Thank you any help or suggestions.

BTW: am currently making my own food but meat is expensive here and I won't be able to grow my own until next year. Just need something until than.


----------



## mstngchic2012 (Jan 30, 2010)

I'm not sure where you live but if you have a Tractor Supply Company near you I would recommend Taste of the Wild. You can also order it online. They have a special deal where if you go to there home page click on the $5 off coupon link you can get 10% off on your entire online order.


----------



## Selandra (Mar 10, 2010)

Tried Taste of the Wild, did ok on first bag, only couple hot spots, but second bag only a few days in stopped eating and was getting sick again.

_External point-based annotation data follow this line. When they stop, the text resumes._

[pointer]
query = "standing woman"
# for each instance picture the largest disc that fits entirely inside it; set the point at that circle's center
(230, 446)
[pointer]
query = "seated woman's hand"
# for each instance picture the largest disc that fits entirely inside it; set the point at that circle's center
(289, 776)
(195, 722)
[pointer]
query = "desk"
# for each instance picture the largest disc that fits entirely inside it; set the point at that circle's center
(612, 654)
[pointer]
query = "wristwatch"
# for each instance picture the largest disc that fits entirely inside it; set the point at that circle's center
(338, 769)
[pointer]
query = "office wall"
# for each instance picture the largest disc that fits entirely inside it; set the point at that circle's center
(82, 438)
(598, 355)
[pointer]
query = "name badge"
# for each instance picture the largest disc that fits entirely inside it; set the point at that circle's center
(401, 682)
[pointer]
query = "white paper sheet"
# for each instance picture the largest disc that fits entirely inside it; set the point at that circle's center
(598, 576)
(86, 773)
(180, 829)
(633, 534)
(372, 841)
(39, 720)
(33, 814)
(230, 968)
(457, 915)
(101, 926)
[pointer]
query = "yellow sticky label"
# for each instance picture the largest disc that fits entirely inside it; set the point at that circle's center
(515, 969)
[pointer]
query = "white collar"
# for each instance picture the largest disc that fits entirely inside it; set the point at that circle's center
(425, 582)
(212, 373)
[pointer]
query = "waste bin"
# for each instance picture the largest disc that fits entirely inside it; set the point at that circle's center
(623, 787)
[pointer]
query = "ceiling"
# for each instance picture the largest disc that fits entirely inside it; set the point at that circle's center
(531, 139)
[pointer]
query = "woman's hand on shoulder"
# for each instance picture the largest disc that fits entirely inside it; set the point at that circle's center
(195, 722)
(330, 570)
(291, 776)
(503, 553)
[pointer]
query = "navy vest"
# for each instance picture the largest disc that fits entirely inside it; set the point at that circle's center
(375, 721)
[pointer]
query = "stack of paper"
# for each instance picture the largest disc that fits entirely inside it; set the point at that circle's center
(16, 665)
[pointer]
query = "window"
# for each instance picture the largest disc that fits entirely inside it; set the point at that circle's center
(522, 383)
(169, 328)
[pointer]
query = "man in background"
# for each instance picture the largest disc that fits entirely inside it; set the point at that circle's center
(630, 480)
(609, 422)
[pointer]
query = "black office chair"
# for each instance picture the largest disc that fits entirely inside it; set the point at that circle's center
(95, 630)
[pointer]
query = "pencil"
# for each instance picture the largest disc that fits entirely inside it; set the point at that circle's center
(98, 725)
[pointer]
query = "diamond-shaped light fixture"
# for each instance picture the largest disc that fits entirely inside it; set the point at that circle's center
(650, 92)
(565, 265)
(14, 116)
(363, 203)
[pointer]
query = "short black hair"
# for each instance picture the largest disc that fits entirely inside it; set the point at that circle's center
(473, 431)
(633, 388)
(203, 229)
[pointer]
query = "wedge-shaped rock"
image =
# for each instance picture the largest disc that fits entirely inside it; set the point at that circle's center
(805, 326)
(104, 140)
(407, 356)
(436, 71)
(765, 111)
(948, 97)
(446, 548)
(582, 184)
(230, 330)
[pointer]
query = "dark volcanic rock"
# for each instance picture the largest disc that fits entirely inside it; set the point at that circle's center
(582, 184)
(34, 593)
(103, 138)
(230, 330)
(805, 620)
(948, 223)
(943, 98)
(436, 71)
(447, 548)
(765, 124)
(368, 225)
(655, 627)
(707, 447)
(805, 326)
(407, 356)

Bought same type and at the same location. 
My dog does love the BG Buffalo canned but I'm afraid to try the bagged as everything in the new plastic bags seems to set him off.


----------



## chowder (Sep 7, 2008)

Evo doesnt' contain yeast and still comes in the traditional dog food bags. All of my dogs do well on it, including my 13 year old Lhasa who has lots of allergies and used to live on venison food only. I finally put her on Evo dry and she does great. I avoid yeast, salmon, and olive oil in foods for her,(she gets a variety of canned food too), along with all grains and she is doing really well.


----------



## mstngchic2012 (Jan 30, 2010)

Blue Buffalo doesn't come in the palstic bags. I would give it a try.


----------



## kevin bradley (Aug 9, 2009)

California Natural...a wonderfully mild food. I went right to it after all my issues with Canidae. Firm poop almost immediately and fixed the bad tummies quick. 

You mention that you have to stay under $5/lb. Good lord, that opens your options to about everything available...did I read that correctly? 

If you can get him into Orijen/Evo...certainly they are my fav's but I honetly don't have their ingredient lists in front of me right now.


----------



## Selandra (Mar 10, 2010)

kevin bradley said:


> You mention that you have to stay under $5/lb. Good lord, that opens your options to about everything available...did I read that correctly?


It think I was probably being a bit overboard.. however, I had just looked at Honest Kitchen, which looked really good until I estimated that I would need two 10lb boxes a month. At $82 a box well thats about $5.85 a day.

I guess I should say around $2-$3 a day.


----------



## RCTRIPLEFRESH5 (Feb 11, 2010)

HONEST KITCHEN IS CRAP. i like canidae grain free a lot, and orijen as well. evo ive heard is good, but it looks like not much meat and a lot of veggies.

evo red

Ingredients
Beef, Lamb Meal, Potatoes, Egg, Sunflower Oil, Buffalo, Lamb, Venison, Beef Cartilage, Herring Oil, Natural Flavors, Apples, Carrots, Tomatoes, Alfalfa Sprouts, Garlic, Cottage Cheese, Potassium Chloride, Vitamins/Minerals, Ascorbic Acid, Dried Chicory Root, Direct-Fed Microbials, Vitamin E Supplement, Lecithin, Rosemary Extract.


----------



## chowder (Sep 7, 2008)

Evo Chicken has about the same meat level as Orijen. I use both of them on three of my dogs. My little dog with allergies can't handle Orijen. It has salmon which she can't have so she sticks with Evo Chicken. I feel it has a very high meat content. 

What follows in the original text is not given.